Still, following SXSW, the group will embark on a week-long tour across the country.

The band’s eponymous debut album, released early last year, wasn’t actually produced by the same group of musicians together now. The music on Mind Spiders was performed mostly by Ryan. But when the disc drew so much interest, he assembled a band to accompany him onstage. He asked Mike Thorneberry, a member of Ryan’s previous band, the defunct Marked Men, to join on drums. Bassist Daniel Fried and additional drummer Greg Rutherford (both of Bad Sports), Peter Salisbury on organ and synth, and Stephen Svacina on guitar joined shortly afterward.

In February 2011, not long after Mind Spiders dropped, Fort Worth was hit by an ice storm that kept Ryan at home for a week. While waiting for the ice to thaw, he wrote and demo’d the tracks that comprise Meltdown. At that point, the band members had been together just long enough to gel live, and buzz began building around them. So Ryan conceived the new batch of songs with the band in mind, and the guys pieced together the album over the year, often recording their parts separately. (Despite the impetus for a more cohesive live sound, conflicting schedules took precedence.) Still, the album is remarkably tight and, at about half an hour in length, compact.

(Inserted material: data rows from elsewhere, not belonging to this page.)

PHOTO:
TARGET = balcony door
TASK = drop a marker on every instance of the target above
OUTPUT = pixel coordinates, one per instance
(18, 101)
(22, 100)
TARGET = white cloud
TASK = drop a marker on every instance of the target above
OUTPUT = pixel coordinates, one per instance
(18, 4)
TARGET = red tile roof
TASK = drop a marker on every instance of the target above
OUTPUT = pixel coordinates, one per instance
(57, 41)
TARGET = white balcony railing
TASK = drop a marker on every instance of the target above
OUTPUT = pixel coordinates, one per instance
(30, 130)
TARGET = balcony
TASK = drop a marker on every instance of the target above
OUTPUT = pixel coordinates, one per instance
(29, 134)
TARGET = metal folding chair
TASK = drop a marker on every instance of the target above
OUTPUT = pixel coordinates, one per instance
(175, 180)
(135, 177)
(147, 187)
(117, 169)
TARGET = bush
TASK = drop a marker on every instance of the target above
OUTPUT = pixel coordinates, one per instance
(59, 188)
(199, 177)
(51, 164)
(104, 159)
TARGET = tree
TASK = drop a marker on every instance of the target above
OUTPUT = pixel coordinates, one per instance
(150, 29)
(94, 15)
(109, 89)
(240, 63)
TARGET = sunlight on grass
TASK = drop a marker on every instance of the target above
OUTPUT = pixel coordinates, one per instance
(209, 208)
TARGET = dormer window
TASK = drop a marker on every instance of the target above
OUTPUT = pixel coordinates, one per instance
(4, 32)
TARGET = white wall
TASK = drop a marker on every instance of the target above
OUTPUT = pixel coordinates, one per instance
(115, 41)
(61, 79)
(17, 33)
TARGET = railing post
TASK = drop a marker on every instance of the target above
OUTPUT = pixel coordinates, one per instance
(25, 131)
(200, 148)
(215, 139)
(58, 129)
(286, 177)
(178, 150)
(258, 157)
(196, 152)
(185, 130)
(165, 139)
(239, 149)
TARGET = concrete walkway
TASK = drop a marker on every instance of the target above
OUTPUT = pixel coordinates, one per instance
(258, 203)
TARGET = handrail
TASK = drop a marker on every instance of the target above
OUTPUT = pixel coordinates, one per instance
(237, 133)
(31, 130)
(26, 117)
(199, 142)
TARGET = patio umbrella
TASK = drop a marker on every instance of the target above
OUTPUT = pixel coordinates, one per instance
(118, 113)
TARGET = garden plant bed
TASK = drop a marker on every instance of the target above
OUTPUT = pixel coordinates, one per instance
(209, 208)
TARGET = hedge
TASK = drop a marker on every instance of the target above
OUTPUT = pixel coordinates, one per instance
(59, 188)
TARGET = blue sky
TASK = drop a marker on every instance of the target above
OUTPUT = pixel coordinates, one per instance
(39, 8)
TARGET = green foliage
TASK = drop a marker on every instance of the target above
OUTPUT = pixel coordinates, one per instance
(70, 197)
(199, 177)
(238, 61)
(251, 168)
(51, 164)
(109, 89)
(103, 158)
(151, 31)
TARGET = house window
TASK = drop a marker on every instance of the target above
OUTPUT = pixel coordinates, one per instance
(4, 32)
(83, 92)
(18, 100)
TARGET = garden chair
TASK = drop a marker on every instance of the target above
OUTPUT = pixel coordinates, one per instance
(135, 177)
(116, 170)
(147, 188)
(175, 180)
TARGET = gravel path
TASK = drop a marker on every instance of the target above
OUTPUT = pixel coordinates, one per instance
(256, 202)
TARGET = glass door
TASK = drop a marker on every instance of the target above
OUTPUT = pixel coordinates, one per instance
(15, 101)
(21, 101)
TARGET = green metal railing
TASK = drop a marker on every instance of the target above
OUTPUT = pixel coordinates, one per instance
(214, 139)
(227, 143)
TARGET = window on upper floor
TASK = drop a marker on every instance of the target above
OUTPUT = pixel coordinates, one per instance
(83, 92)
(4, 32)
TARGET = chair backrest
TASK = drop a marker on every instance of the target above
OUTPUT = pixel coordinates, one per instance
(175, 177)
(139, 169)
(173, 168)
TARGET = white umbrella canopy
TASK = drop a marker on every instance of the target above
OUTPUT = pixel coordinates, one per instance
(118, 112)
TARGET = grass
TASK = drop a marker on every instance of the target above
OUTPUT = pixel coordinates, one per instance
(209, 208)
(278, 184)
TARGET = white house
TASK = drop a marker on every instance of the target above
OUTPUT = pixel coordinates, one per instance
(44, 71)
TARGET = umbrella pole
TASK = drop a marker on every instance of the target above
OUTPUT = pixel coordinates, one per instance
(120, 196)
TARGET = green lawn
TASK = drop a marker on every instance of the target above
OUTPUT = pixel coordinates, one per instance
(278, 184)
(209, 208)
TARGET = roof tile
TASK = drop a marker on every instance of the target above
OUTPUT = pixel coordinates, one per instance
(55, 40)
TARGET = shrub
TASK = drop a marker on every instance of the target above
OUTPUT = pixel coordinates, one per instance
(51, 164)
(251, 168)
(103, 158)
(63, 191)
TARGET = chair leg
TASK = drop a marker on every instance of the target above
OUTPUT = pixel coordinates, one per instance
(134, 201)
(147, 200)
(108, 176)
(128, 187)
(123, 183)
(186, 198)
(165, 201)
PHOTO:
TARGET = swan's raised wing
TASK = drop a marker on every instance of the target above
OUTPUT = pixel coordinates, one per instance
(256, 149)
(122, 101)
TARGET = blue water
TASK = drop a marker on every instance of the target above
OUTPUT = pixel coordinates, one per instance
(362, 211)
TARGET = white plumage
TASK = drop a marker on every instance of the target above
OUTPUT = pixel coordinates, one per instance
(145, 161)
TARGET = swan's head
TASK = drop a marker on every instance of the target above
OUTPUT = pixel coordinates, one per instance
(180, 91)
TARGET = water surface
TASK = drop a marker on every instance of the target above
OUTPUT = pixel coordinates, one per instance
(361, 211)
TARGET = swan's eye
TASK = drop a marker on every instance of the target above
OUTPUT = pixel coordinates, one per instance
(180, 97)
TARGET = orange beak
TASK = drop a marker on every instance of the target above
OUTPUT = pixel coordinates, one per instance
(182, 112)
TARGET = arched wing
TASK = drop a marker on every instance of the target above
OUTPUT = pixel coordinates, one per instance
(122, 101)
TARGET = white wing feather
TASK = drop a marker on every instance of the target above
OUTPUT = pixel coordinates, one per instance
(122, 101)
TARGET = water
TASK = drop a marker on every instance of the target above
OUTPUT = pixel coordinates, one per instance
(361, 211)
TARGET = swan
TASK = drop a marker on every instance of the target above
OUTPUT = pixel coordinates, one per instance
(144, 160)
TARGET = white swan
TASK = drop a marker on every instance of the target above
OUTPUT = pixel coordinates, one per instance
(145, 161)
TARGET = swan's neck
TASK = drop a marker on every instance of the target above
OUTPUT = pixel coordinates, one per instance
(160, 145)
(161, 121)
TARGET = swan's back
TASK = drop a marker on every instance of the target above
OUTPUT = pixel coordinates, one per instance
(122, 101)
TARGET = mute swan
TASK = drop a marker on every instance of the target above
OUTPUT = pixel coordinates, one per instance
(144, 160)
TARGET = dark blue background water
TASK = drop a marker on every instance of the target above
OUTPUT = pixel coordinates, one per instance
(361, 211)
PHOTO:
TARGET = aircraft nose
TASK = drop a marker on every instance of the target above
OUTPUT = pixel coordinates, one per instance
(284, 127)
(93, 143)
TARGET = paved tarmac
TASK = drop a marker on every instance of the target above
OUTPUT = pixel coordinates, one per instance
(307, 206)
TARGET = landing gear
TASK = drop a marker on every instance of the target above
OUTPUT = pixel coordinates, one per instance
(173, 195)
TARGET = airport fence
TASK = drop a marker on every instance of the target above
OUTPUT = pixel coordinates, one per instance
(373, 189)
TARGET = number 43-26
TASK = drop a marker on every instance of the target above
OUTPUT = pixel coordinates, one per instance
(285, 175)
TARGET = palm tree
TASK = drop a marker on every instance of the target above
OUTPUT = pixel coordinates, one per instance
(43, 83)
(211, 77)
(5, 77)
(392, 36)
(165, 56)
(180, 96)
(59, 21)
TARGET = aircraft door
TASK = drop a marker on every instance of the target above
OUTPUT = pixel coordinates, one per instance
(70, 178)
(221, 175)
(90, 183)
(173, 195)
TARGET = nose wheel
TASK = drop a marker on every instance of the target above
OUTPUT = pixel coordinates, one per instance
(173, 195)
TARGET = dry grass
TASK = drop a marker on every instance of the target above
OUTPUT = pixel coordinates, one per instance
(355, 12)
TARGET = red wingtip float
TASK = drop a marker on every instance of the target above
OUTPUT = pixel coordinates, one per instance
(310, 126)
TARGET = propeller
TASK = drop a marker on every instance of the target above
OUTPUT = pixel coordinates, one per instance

In a way, Mind Spiders is Ryan’s stepping-out project. With Marked Men and another outfit, Reds, he and a friend, Jeff Burke, wrote all the material together. Marked Men came to an end when Burke moved to Japan, but Ryan said that after so many years, that band might have also hit a stylistic dead end. This gave him the opportunity to explore other musical interests. It also forced him to write on his own. “Until Mind Spiders, I was always working with someone,” Ryan said. “I like all styles of music: mostly pop music and old rock ’n’ roll. ‘I wonder if I can do a song in 3/4 that’s a Roy Orbison kinda thing?’ I would just keep pushing myself.”

Mind Spiders’ mix of ’70s rock and punk (think: T. Rex and The Ramones), ’50s pop (Buddy Holly), and kitschy sci-fi imagery is big on Mind Spiders but is toned down a notch –– but only a notch –– on Meltdown. If integrating all those disparate styles presents a challenge, Mind Spiders pulls off the feat seamlessly. The dizzying mad-scientist organ and synth work, the distorted guitars, and the fuzzy, slightly lo-fi nature of the recordings serve to blur (and blend) the sounds instead of jarring the listener.

Ryan has said there’s a darker tone to Meltdown, but for all of the ominous pronouncements on tracks like “You Are Dead” and “Upside Down,” the music is propulsive and fun, not cacophonous or dismal. Though he has the punk sneer down, Ryan isn’t too angry a singer –– he alternately registers detached, sinister, and bemused while occasionally hinting at the operatic drama of someone like Orbison.

For the most part, Ryan is intent on sticking with his original mission for the band. For Mind Spiders to become a full-time working band, he said, there would need to be a drastic line-up change. Instead, he said, “my only plan is to keep recording. I want to do something a little less layered, but that could change.”

He and former bandmate Burke (who appears on one Meltdown track) recently recorded a couple of songs for a forthcoming 7-inch.

But Ryan is also indulging in some of the spectacle, producing a music video for the album track “Wait for Us” with Jason Reimer, the director of Dallas’ Texas Theatre and a budding filmmaker. “He went all out for this,” Ryan said of Reimer’s video. “It’s like a mini-movie. It has a two-minute intro before the song even starts.”

Ryan said that, in the wake of Meltdown and its much-deserved buzz, more Fort Worth venues are reaching out to the band. Given the band members’ erratic schedules, a Mind Spiders performance in the Fort should be a can’t-miss show.